The Vipers contingent were not in the best humour about that, even if their representative, Lockie Ferguson, was not involved in the final anyway as he was nursing a hamstring strain.
Whatever it was down to, there was proper venom there. After Sikandar Raza won the trophy for the Capitals with a late-night boundary blitz, the post-match handshakes briefly threatened to become a royal rumble.
Those with cooler heads won out, and the umpires also stood between the angry combatants, but there was genuine hostility there.
All of which is brilliant to see. Just not cricket? Hardly. It was the passion of the performers which made the cricket the centre piece of the night.
The organisers did a fine job of putting on an event that would entertain the huge crowd, no matter what fare they were served on the field.

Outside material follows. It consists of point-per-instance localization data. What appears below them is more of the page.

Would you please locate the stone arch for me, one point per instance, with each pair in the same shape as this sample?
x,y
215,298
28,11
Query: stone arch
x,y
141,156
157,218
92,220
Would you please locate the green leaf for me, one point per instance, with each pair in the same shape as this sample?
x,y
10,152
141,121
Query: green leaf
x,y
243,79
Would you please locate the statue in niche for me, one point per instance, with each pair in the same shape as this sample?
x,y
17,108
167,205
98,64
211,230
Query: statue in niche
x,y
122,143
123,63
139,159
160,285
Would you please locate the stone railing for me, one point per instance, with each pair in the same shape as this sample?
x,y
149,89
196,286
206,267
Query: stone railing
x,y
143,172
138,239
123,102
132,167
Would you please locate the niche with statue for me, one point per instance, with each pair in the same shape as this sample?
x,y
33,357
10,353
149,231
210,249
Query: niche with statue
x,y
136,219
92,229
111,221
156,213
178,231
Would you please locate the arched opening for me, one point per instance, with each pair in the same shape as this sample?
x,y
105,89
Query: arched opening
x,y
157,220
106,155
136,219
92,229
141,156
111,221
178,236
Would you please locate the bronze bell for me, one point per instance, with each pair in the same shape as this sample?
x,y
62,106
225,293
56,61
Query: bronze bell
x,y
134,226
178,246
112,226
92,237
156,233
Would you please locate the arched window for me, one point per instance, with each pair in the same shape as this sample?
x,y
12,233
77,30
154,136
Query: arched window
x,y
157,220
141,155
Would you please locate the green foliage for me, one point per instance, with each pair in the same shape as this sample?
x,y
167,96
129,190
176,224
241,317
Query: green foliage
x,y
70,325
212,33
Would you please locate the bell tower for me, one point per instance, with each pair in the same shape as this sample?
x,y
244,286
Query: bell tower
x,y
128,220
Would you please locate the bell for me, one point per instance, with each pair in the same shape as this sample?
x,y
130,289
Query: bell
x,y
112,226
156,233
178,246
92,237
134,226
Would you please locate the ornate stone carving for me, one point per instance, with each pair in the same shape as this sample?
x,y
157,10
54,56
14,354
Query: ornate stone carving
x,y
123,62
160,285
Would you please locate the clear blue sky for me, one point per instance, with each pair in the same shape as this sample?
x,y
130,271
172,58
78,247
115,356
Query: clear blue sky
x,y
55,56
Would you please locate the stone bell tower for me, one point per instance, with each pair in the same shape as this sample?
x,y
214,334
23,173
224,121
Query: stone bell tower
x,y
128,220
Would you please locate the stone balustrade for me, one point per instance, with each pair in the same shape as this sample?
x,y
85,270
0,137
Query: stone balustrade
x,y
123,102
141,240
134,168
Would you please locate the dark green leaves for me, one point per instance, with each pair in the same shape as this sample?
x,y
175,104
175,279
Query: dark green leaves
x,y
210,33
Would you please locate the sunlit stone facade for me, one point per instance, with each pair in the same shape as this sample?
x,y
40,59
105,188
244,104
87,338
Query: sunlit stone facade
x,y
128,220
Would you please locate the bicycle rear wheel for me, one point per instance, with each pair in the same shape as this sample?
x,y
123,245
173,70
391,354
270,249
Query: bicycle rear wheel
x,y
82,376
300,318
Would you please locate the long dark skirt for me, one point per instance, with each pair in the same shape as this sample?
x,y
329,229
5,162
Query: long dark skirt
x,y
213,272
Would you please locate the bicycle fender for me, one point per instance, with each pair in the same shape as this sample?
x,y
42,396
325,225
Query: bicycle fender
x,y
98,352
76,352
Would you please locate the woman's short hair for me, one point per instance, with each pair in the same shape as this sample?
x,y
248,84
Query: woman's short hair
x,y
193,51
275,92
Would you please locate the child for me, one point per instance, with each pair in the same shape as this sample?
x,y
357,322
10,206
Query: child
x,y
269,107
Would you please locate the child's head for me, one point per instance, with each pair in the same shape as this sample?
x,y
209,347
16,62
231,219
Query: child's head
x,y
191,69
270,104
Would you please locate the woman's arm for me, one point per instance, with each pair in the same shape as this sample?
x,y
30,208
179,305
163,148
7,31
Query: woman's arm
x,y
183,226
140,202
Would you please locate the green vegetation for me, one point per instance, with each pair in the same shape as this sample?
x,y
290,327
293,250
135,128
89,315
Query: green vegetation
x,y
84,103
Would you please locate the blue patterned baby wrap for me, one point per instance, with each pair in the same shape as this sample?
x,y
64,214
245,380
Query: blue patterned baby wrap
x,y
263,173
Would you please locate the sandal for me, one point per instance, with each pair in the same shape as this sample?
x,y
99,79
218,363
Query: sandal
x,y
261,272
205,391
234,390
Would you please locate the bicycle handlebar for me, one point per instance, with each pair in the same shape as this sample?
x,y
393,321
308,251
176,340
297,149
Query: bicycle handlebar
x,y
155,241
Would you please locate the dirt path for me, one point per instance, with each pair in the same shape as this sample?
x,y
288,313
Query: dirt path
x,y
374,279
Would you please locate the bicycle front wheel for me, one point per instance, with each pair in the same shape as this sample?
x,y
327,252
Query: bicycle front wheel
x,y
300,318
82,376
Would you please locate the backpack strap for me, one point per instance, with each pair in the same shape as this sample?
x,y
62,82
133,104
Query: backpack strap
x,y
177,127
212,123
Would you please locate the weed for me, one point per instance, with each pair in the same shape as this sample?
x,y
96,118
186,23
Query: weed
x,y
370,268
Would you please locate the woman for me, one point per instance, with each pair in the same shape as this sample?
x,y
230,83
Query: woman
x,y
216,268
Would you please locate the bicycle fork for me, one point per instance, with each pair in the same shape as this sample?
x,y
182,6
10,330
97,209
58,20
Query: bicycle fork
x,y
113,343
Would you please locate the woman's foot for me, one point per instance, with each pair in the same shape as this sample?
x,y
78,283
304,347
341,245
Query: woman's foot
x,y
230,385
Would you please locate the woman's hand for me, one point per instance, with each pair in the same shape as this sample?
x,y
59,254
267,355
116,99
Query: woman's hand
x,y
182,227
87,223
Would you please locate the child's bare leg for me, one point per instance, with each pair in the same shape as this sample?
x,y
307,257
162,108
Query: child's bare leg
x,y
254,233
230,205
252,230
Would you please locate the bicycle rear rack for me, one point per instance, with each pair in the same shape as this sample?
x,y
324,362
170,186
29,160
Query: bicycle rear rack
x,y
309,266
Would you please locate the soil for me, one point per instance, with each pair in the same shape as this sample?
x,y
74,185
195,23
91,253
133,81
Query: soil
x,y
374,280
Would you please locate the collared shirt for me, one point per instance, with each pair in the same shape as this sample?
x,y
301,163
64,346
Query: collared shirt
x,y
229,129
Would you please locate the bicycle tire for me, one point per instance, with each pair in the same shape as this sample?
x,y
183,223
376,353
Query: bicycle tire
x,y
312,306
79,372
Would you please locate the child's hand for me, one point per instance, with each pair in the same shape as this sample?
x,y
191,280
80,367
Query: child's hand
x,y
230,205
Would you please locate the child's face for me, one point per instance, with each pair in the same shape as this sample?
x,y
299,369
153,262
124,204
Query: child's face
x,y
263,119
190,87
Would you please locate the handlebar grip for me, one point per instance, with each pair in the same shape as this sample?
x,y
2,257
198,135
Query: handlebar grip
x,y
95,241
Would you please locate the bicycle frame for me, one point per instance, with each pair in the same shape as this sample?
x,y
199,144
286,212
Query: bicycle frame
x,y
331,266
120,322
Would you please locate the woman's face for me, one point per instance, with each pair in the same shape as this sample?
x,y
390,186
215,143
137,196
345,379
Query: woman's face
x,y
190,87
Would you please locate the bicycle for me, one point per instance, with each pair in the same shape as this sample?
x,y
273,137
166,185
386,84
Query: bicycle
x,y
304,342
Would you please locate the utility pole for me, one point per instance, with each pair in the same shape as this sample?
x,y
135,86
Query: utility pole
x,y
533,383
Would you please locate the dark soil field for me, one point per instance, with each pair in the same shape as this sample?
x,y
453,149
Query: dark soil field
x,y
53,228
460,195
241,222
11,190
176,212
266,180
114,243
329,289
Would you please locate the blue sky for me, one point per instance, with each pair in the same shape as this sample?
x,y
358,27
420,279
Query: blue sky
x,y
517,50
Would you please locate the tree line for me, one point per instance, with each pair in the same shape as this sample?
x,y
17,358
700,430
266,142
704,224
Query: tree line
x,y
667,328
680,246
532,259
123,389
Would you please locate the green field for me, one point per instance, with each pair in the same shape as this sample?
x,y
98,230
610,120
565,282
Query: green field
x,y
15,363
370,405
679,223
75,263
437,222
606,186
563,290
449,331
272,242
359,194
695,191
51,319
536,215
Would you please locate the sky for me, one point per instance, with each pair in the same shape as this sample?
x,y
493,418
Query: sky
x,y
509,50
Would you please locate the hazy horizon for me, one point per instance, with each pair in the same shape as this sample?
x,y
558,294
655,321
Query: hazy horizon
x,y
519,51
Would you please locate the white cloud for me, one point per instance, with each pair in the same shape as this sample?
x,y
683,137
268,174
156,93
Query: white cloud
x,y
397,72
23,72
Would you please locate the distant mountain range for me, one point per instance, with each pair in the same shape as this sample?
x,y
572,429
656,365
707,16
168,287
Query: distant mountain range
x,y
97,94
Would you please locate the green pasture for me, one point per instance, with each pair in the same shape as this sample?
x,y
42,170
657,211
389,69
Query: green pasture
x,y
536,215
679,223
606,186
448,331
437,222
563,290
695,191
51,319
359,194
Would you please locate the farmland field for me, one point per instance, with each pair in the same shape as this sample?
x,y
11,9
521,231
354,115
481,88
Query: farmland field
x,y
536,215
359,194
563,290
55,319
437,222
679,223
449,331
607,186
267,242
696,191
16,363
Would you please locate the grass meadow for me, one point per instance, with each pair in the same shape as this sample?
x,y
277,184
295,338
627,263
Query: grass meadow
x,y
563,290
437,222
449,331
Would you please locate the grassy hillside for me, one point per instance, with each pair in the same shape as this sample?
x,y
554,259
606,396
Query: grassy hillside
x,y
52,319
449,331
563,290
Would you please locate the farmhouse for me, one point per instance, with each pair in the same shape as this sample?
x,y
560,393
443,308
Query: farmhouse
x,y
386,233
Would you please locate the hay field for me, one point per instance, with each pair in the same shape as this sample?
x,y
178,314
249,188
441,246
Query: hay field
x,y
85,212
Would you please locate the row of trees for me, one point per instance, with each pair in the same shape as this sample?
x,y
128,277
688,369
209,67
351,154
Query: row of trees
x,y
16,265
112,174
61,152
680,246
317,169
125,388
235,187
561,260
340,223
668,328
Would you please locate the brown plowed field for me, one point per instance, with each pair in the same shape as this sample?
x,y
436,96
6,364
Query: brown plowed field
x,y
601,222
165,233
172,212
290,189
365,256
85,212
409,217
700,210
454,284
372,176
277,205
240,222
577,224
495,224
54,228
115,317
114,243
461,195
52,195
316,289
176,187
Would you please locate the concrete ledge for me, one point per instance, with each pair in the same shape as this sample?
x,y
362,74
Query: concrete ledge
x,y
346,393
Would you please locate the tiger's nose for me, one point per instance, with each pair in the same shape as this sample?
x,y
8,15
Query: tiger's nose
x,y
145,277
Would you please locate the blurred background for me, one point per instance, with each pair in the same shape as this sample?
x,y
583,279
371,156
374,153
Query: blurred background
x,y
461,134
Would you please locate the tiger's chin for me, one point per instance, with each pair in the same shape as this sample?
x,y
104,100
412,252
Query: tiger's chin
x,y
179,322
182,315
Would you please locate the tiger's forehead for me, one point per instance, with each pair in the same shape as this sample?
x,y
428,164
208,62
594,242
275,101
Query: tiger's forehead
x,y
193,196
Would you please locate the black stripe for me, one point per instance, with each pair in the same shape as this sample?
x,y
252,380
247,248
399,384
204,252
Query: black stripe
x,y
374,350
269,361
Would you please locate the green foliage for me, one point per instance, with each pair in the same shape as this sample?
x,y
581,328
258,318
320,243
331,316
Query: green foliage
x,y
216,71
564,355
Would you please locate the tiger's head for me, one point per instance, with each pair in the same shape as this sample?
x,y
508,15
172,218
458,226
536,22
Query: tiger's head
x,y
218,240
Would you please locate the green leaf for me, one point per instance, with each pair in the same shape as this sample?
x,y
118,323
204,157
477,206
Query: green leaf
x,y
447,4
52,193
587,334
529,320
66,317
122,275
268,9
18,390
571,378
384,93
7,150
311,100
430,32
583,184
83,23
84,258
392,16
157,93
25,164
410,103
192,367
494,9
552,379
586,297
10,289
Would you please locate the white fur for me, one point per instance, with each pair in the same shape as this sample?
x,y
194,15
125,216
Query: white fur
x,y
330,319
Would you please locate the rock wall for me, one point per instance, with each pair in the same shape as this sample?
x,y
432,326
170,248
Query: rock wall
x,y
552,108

The pyrotechnics were superb. Music – including a half-time show – was frequent and on point, and not the sort of organised fun that too often prevails in franchise cricket.
But there is only so much of a frenzy into which spectators can be whipped. They need to believe in the action they are there to watch, too.
With all the spite that was flying around, it showed these players do actually care.
The ILT20 has been derided as being just another vacuous money pit in a cricket world increasingly full of them. Wallpaper, they call it. Another event going on somewhere that you don’t really notice, but it’s just there.
Clearly, these teams are "spurious fabrications", but both the winning captain (the elated Billings) and the losing one (the crestfallen Curran) said they felt like they were part of a family with their respective franchises.
Those are easy words to say, and so much talk at the ILT20 – especially related to the opportunities given the UAE players – is cheap and superficial.
But it was also fully believable that they would feel that way about their respective teams. The Capitals and the Vipers have both been to two finals each now, in the first three seasons of the UAE’s franchise competition.
It seems apparent they are the best run of the teams, and not just because of on-field success. The two sides have done the most off the field, too, in terms of bringing supporters to games.
The squads also seem well put together. The league rules over retention and direct negotiation – rather than draft or auction processes – mean players can build an affinity with each other, and fans know who the main stars are in each team.
And the evidence of that heated final suggests some tribalism is starting to foment, too, which is a very good thing for the league.